Sulle tragedie del lavoro

La pacchia, il caporalato, il lavoro nero o regolare, sottopagato e sfruttato.

Leggendo i titoli di oggi rispetto alle tragedie di ieri si nota quanto le distinzioni siano fuorvianti.

Chi lavora contribuisce al funzionamento ed allo sviluppo della società.

In questo paese di lavoro si muore, ogni giorno di più. Meno garantito è il lavoro più è facile morire. Si muore di insicurezza, si muore di stanchezza, si muore in viaggio.

Lavoratori regolari o in nero, italiani di nascita o di adozione, migranti regolari e clandestini. Il rischio è per tutti il medesimo quando il lavoro non è garantito, non è sicuro.
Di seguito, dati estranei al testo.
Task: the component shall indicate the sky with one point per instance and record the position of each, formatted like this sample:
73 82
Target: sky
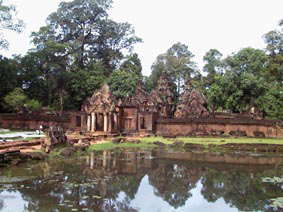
226 25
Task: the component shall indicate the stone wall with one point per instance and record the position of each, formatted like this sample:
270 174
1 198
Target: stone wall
69 120
218 127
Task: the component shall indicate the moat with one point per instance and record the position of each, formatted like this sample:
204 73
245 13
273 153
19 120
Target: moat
134 180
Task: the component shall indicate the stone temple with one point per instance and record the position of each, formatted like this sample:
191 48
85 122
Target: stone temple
155 113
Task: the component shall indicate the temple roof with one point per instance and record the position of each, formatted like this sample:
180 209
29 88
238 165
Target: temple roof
101 101
192 104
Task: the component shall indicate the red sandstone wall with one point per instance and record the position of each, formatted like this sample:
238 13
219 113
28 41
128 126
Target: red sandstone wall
33 121
186 129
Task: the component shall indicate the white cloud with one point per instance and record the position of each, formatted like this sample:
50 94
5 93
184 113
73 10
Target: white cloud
201 24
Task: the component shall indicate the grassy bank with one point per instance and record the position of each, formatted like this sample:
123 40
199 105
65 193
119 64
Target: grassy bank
148 142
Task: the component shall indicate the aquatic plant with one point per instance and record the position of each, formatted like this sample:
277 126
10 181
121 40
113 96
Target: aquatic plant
274 180
277 203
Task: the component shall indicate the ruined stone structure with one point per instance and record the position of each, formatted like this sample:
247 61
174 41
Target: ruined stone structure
144 113
192 104
109 115
101 110
163 97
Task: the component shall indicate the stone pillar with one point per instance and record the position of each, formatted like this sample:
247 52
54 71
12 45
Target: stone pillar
115 121
105 123
92 122
110 122
88 123
92 160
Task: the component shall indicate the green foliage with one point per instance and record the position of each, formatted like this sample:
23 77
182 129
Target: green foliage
123 83
9 79
177 63
274 180
16 99
277 203
75 53
8 21
33 105
82 32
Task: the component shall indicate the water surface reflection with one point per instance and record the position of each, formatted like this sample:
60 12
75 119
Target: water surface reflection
135 181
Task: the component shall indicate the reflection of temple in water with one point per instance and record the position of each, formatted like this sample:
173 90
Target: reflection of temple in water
126 162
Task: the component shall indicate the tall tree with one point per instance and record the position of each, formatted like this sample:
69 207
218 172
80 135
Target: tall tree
9 79
274 48
8 21
123 82
177 63
82 31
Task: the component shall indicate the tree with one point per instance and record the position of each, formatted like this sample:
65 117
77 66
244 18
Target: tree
274 48
81 31
8 21
16 99
132 64
242 84
213 66
177 63
9 78
123 82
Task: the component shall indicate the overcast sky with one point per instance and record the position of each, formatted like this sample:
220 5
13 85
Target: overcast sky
227 25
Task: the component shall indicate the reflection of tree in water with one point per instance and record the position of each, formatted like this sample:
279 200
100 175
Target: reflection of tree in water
241 189
56 189
82 185
173 182
1 204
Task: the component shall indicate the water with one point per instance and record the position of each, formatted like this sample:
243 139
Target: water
137 181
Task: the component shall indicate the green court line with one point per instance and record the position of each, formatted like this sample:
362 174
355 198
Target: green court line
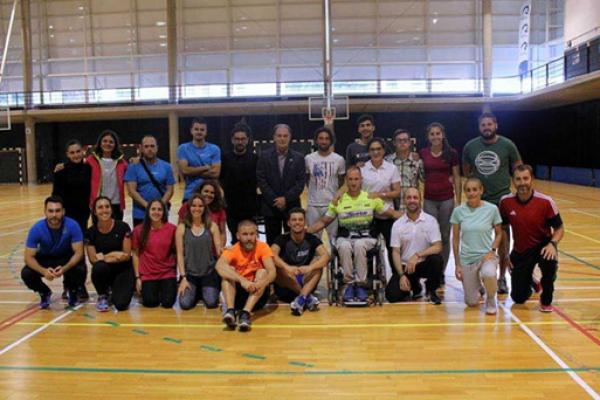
254 356
12 368
580 260
172 340
210 348
579 279
301 364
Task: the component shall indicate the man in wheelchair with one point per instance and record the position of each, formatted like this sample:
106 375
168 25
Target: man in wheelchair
355 212
416 246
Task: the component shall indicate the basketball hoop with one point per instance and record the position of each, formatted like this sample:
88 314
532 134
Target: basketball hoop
328 115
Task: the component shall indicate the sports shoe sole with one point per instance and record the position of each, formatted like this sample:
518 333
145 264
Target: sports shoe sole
229 320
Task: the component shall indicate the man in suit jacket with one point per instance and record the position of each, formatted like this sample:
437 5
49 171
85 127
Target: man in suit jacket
280 174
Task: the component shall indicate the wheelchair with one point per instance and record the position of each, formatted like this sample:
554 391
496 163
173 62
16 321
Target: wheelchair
376 277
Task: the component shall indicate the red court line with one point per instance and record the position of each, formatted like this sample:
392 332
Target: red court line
575 325
10 321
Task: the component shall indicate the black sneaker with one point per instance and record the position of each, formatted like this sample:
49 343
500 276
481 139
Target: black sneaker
72 298
82 294
244 322
229 318
434 298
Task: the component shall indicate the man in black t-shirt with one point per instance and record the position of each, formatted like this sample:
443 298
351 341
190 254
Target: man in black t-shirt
299 259
238 179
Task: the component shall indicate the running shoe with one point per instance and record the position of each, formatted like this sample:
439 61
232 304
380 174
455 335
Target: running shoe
297 306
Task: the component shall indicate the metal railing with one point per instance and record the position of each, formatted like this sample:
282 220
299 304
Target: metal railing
574 62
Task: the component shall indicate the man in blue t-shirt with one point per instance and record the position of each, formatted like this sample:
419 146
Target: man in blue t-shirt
141 187
198 159
54 248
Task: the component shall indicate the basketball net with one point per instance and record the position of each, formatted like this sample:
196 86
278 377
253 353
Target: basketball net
328 115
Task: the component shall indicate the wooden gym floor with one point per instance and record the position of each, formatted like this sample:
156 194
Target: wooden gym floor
409 350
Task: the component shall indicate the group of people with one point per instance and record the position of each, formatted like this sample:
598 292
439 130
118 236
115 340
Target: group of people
164 262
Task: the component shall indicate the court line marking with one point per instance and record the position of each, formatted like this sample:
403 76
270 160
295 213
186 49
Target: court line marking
100 370
584 213
577 326
38 330
582 236
588 264
552 354
312 326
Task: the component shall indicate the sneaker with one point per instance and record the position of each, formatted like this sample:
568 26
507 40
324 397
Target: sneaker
418 292
536 285
349 293
82 294
361 294
502 287
244 322
434 298
547 308
102 304
297 306
312 303
72 302
229 318
45 300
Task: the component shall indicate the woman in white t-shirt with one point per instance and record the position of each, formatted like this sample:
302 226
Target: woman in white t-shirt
477 262
381 179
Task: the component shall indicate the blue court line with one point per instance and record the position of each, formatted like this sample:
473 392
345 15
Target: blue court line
12 368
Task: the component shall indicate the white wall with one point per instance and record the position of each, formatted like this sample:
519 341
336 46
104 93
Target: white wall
581 16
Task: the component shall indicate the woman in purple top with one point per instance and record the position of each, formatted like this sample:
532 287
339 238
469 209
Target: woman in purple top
442 181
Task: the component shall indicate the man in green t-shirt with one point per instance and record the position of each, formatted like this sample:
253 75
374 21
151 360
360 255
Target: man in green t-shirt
492 158
355 212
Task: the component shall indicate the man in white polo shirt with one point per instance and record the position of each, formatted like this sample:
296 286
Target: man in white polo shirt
416 246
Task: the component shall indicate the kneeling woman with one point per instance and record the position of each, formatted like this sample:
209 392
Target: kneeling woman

Laddove non ci sono diritti, si china la testa, per mangiare, per vivere. Si è disposti ad accettare condizioni prive di tutela e dignità, a lavorare troppe ore di seguito senza riposi, a turni massacranti o viaggi senza sosta.

Non c’è differenza quando nel mercato del lavoro il coltello dalla parte del manico lo ha chi ritiene legittimo lo sfruttamento e la legge, spersa in una miriade di contratti atipici, consente che lo sfruttamento sia legittimo.

Perché di questo si tratta: lo sfruttamento della forza lavoro. Altro che dignità. In un paese che avrebbe risorse enormi per creare posti di lavoro, col solo patrimonio storico-artistico e naturale, anziché fare un piano del lavoro che garantisca la piena occupazione, si favorisce la guerra tra occupati garantiti (sempre meno in verità), occupati a tutele crescenti, occupati non garantiti e disoccupati.

A chi giova continuare a dividere? A chi conviene che alle distinzioni precedentemente citate si aggiunga anche quella tra italiani e migranti?

Dovremmo dire ‘a chi giova dividere la classe’? Ma la cultura del lavoro oggi è persa, quella cultura collettiva che 50 anni fa ha prodotto diritti è stata schiacciata dall’individualismo, dalla novella dei lavoratori che hanno vissuto al di sopra delle loro possibilità ed ha ceduto il passo al ‘tutti contro tutti’, alla cattiveria, alla ricerca del capro espiatorio in un paese che garantisce privilegi a pochi e non diritti e dignità a tutti.

Quella cultura del lavoro, quella coscienza di chi ha il potere di fermare il paese, quella capacità di sentire su di sé il dolore degli sfruttati, dei deboli degli ultimi, è tutta da ricostruire.

Più di 400 morti sul lavoro dall’inizio del 2018, una strage che dovrebbe imporre al governo una sola priorità, quella di garantire sicurezza. Ma solo un paese che garantisce occupazione e dignità ai lavoratori può garantire loro anche la sicurezza di tornare a casa dopo una giornata di lavoro.

Si preferisce, invece, distinguere ancora e di più in base alla provenienza di quei corpi.

Noi no, i comunisti hanno il compito di lavorare ancora e ancora per rendere i problemi degli uni, problemi degli altri. Problemi della società, collettivi. Dobbiamo rivendicare il diritto al lavoro. A tal fine abbiamo il dovere di organizzare lavoratori, disoccupati, sfruttati, disperati. Perché il problema è uno: la mancanza di diritti e di garanzie permette che aumenti il profitto. Poco importa se a morire è un lavoratore al nero, regolare o clandestino o a partita IVA che si sta autosfruttando per vivere. Abbiamo il dovere di dirlo, di combattere la divisione, di unire. Unire lavoratori disoccupati, studenti nella lotta per una società migliore.

Diritto al lavoro stabile e sicuro che garantisca una vita dignitosa, l’Italia ha le risorse per garantirlo, riducendo la sperequazione e redistribuendo la ricchezza, lo Stato ha il compito di farlo.

A noi il compito di rifiutare la rassegnazione a che tutto ciò sia inevitabile, quasi normale, di pungolare i sindacati affinché nel paese ci sia una reazione che imponga al governo di mettere al centro dell’agenda politica la questione del rilancio del lavoro in piena sicurezza per i lavoratori e l’adeguamento dei salari al costo della vita.

Solo dai diritti passa il diritto a lavorare per vivere e a non morire di lavoro, di qualunque nazionalità sia colui che in quel momento stia contribuendo al progresso della società di questo paese.